Let's run through these steps. We'll assume by way of example that you want to run MySQL and Apache. You need one DRBD share for the MySQL data, and one for the Apache data. The nodes will be called 'node1' and 'node2'. We decide to configure it as follows:

share

DRBD resource

DRBD device

Physical device

mountpoint

Apache

r0

/dev/drbd0

/dev/sda1

/ha/web

MySQL

r1

/dev/drbd1

/dev/sda2

/ha/mysql

Let's assume, to complicate things, that you have a limited number of physical disks and therefore are forced to have drbd0 and drbd1 on the same spindle (i.e. same hard disk) as shown in the table above (both resources are on /dev/sda in this case). This isn't ideal, but is OK thanks to the 'sync-groups' option. This governs the order in which DRBD resources synchronise (normally, they would sync in parallel, which is going to kill performance if you have got two resources on one disk as the drive would be constantly seeking backwards and forwards reading/writing from/to the two resources). So we use sync-groups to make one resource sync first. It doesn't really matter which goes first. Here's a snippet of a possible drbd.conf. NOTE Only the relevant options are shown here for clarity; you need all your usual options such as disk-size, sync-max etc. in there too:

  • <!> Syntax was different with drbd-0.6
    Just adopting the well commented example drbd.conf to your needs should be easy, though.

# Our web share
resource web {
  protocol C;
  incon-degr-cmd "echo '!DRBD! pri on incon-degr' | wall ; sleep 60 ; halt -f";
  startup { wfc-timeout 0; degr-wfc-timeout     120; }
  disk { on-io-error detach; } # or panic, ...
  syncer {
     group 0;
     rate 6M;
  }
  on node1 {
    device /dev/drbd0;
    disk /dev/sda1;
    address 192.168.99.1:7788;
    meta-disk /dev/sdb1[0];
  }
  on node2 {
    device /dev/drbd0;
    disk /dev/sda1;
    address 192.168.99.2:7788;
    meta-disk /dev/sdb1[0];
  }
}

# Our MySQL share
resource db {
  protocol C;
  incon-degr-cmd "echo '!DRBD! pri on incon-degr' | wall ; sleep 60 ; halt -f";
  startup { wfc-timeout 0; degr-wfc-timeout     120; }
  disk { on-io-error detach; } # or panic, ...
  syncer {
     group 1;
     rate 6M;
  }
  on node1 {
    device /dev/drbd1;
    disk /dev/sda2;
    address 192.168.99.1:7789;
    meta-disk /dev/sdb1[1];
  }
  on node2 {
    device /dev/drbd1;
    disk /dev/sda2;
    address 192.168.99.2:7789;
    meta-disk /dev/sdb1[1];
  }
}

In the above example, drbd0 will sync first and drbd1 second.

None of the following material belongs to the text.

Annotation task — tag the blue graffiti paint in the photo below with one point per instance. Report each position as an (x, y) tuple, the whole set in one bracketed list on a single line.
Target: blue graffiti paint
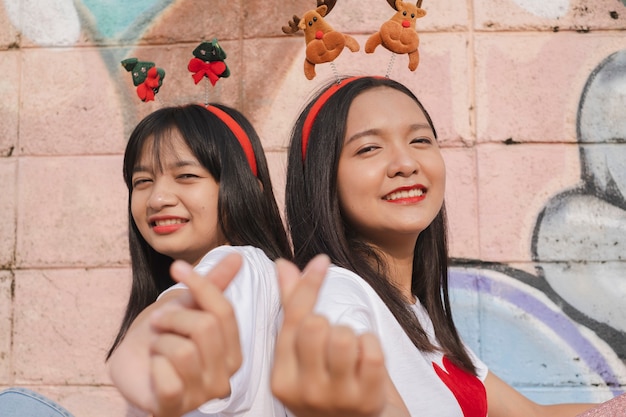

Now, for the heartbeat config. The resources section in haresources is going to look something like this: (you're probably going to need other resources too, like for example IP addresses; this is a simple example)

node1 drbddisk::web Filesystem::/dev/drbd0::/ha/web::ext3 httpd
node2 drbddisk::db Filesystem::/dev/drbd1::/ha/mysql::ext3 mysqld

Note how node1 will "normally" run Apache using the drbd0 resource, and node2 will "normally" run MySQL with the drbd1 resource. If failover occurs, obviously one node will run both, and become DRBD primary for both resources (and have both shares mounted).

Keeping config files in sync

An obvious question you might ask is "how do I keep config files in sync, e.g. for Apache". The simple answer is that you should probably look at using rsync, scp or some other similar method to keep your configs in sync.

  • (!) If you have many config files (or "cluster files") to keep in sync over arbitrary many hosts, have a look at csync2 by LinBit.